Мне совсем не нужно разбивать голову о низко висящую ветку или спотыкаться о поваленное дерево, потому что я слишком занят паникой из-за воображаемого преследователя, чтобы обращать внимание на то, куда бегу.
Обычно мне нужно всего несколько минут, чтобы войти в ритм, но я все еще отвлечен, когда дохожу до отметки в четыре мили и быстро разворачиваюсь, чтобы вернуться в общежитие.
Я уже почти на полпути, когда боковым зрением замечаю, как кто-то прячется за большим деревом слева от меня.
Я настолько шокирован, что чуть не спотыкаюсь о выступающий корень на земле. Это был человек?
Что за черт?
Кто-то действительно наблюдает за мной, и я не сошел с ума?
Я не скрываю своих действий, когда осматриваю лес слева от себя, ища какие-либо признаки того, что там кто-то есть, а не просто мой сбитый с толку мозг играет со мной в игры. Я ничего не вижу, но это не значит, что там никого нет.
Страх и ужас овладевают мной, и я ускоряюсь, бегу гораздо быстрее, чем это безопасно, пытаясь как можно дальше уйти от того, что я, черт возьми, увидел.
Мои легкие горят, а ноги напряжены, когда я практически бегу к своему дому, но под страхом скрывается что-то еще, что заставляет мое сердце биться быстрее по причинам, не имеющим ничего общего с физической нагрузкой.
Это почти похоже на возбуждение, но это невозможно. Это просто адреналин. Я никак не могу быть возбужден тем, что кто-то может наблюдать за мной из тени, пока я бегу. Безумие даже думать, что идея того, что за мной следят, а может даже преследуют, когда я один и беззащитен, может быть чем-то иным, кроме как ужасающей.
Я просто воображаю себе вещи. Вот и все. Я просто напуган всем, что происходит, и мой разум играет со мной в игры.

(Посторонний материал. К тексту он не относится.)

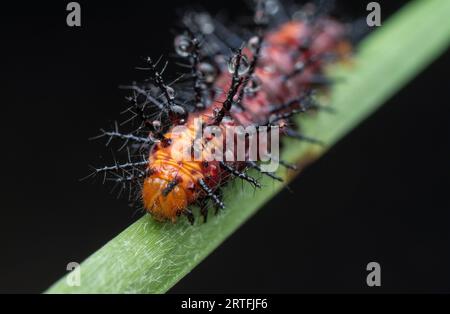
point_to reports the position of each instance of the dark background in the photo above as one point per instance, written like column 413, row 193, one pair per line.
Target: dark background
column 380, row 195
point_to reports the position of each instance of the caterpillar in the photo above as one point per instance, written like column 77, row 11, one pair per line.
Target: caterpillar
column 260, row 78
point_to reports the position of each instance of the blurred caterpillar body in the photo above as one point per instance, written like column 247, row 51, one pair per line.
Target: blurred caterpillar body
column 267, row 80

Никто за мной не наблюдает. Мне просто нужно побороть этот внезапный синдром главного героя или что-то еще, что заставляет меня думать, что я настолько важен, что кто-то может меня заметить, не говоря уже о том, чтобы наблюдать.
Я задыхаюсь и выгляжу измученным, когда наконец выбегаю из леса возле задней двери дома Бун.
Не успеваю я остановиться, как резко поворачиваюсь и оглядываю лес позади себя. Там ничего нет — и нет никаких следов того, что что-то когда-либо было.